La tonnellerie à l’air du temps
Tonnelier à temps plein depuis trois ans, Réal Beaudin était présent lors des Journées de la culture au Musée des métiers d’art du Québec (MUMAQ) pour montrer comment fabriquer une barrique. L’artisan témoigne que ses services sont en forte demande, du fait de la multiplication des vignobles et microbrasseries de la province.
Durant le mois de septembre, M. Beaudin a fourni 7 barils de 225 litres, à 800$ chacun. Il a aussi produit 25 fûts de 3 litres au prix individuel de 125$. Un contenant plus grand nécessite près de trois jours de travail.
Des contrats de rénovation de barriques se sont additionnés. «Faire de la réfection, c’est tout nouveau au Québec, alors que c’est longuement établi en France», avance-t-il.
Les parois internes du tonneau développent une couche en raison du contact prolongé avec un liquide. M. Beaudin rabote les plaques de bois — ou douelles — pour que le chêne respire à nouveau et diffuse son goût à la boisson.

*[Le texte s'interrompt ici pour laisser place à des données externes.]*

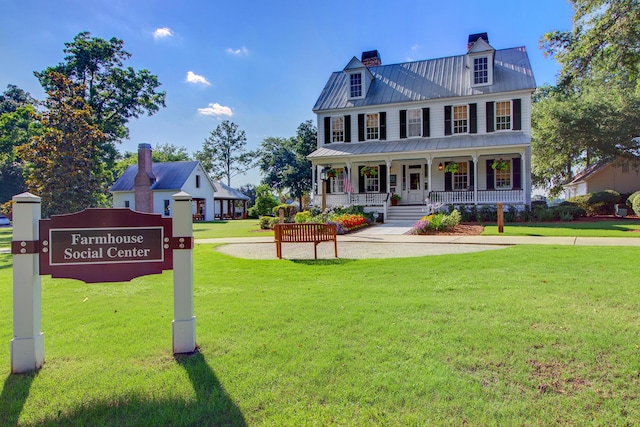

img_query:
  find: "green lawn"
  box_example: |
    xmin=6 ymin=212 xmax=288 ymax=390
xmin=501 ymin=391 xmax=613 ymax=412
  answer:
xmin=482 ymin=218 xmax=640 ymax=237
xmin=2 ymin=245 xmax=639 ymax=425
xmin=0 ymin=228 xmax=10 ymax=248
xmin=193 ymin=219 xmax=272 ymax=238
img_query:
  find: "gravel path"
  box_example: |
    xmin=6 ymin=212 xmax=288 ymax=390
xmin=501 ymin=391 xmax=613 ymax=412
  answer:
xmin=214 ymin=241 xmax=507 ymax=260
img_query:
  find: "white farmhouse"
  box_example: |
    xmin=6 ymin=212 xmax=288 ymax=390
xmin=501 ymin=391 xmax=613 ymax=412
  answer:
xmin=309 ymin=33 xmax=536 ymax=220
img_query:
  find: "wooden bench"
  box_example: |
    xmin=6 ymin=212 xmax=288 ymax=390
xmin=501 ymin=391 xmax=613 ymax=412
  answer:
xmin=274 ymin=223 xmax=338 ymax=259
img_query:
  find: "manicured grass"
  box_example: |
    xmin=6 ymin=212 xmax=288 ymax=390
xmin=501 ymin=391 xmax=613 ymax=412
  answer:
xmin=192 ymin=219 xmax=272 ymax=239
xmin=483 ymin=219 xmax=640 ymax=237
xmin=0 ymin=227 xmax=11 ymax=248
xmin=2 ymin=245 xmax=640 ymax=425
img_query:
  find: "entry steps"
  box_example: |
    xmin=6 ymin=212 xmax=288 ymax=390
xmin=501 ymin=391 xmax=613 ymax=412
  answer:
xmin=385 ymin=205 xmax=427 ymax=222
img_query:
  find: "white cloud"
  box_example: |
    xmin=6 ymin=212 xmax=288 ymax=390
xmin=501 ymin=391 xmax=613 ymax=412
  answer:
xmin=186 ymin=71 xmax=211 ymax=86
xmin=153 ymin=27 xmax=173 ymax=39
xmin=226 ymin=46 xmax=249 ymax=56
xmin=197 ymin=103 xmax=233 ymax=117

Vu le volume du travail, le tonnelier a recruté un apprenti au moment où il s’est lancé pleinement dans son entreprise, «Les fonds de tonnes». La fabrication des barils sur mesure l’amène à côtoyer plusieurs producteurs de boissons.
Le retraité de l’industrie aéronautique a commencé à pratiquer le métier vers 2002, sous la tutelle d’un Sherbrookois d’origine française, Gérard Maratie. Après le décès de ce dernier quelques années plus tard, M. Beaudin a continué son instruction de manière autonome.
«Je ne saurais répondre pourquoi je me suis intéressé à ce métier», avoue l’habitant de Saint-Antoine-sur-Richelieu. Il stipule que son père en est la raison, car celui-ci fabriquait son vin et le jeune Beaudin allait chercher les tonneaux. L’objet et ses propriétés le fascinaient.
Comme la roue
Le tonnelier québécois connaît la technique ainsi que l’histoire de la profession. À l’instar de la roue, la conception ne se réinvente pas, mais s’améliore.
Plusieurs corps de métier existaient autrefois autour du récipient, en raison de son omniprésence dans les villes portuaires. Le contenant était construit en Nouvelle-France pour les denrées alimentaires et non l’alcool. Le royaume de France y interdisait la fabrication des spiritueux, qui devaient être importés.
«Le tonneau circule depuis 5000 ans avant notre ère, juste après l’amphore. Sa forme est restée la même», raconte M. Beaudin.
La beauté de nos vignobles, de nos microdistilleries et microbrasseries, c’est la recherche de l’originalité. Ils ont tous leurs recettes, leurs astuces et leurs secrets.
Réal Beaudin
La profession a connu un déclin vers la fin des années 1700, jusqu’aux années 1850. La demande était si élevée que la production a dû être industrialisée, l’opérateur remplaçant l’artisan.
«Maintenant, la tonnellerie revient», observe M. Beaudin, qui utilise des outils modernes et traditionnels pour assembler ses barriques.
Il raconte que lors d’une visite au premier marché aux puces de l’Histoire, dans la ville de Saint-Ouen en France, il a rencontré une femme qui vendait un rabot au prix de 580$, ce qui l’a surpris. Cet outil permet de retoucher les couvercles d’un tonneau, paradoxalement nommé fonds de tonneau.
La dame a révélé que, derrière un des boulons, se logeait une pièce de lire, l’ancienne monnaie du royaume de France. Un précédent propriétaire y avait caché ses économies. La vendeuse a choisi de laisser la médaille à sa place.
Mythe
Il est souvent présumé que les Gaulois aient inventé le tonneau, bien qu’on trouve des traces de l’objet chez des peuples plus anciens. En revanche, c’est en Gaule que l’usage du chêne a débuté. Ce bois est encore utilisé aujourd’hui, car il permet de fermenter le vin à la vitesse idéale.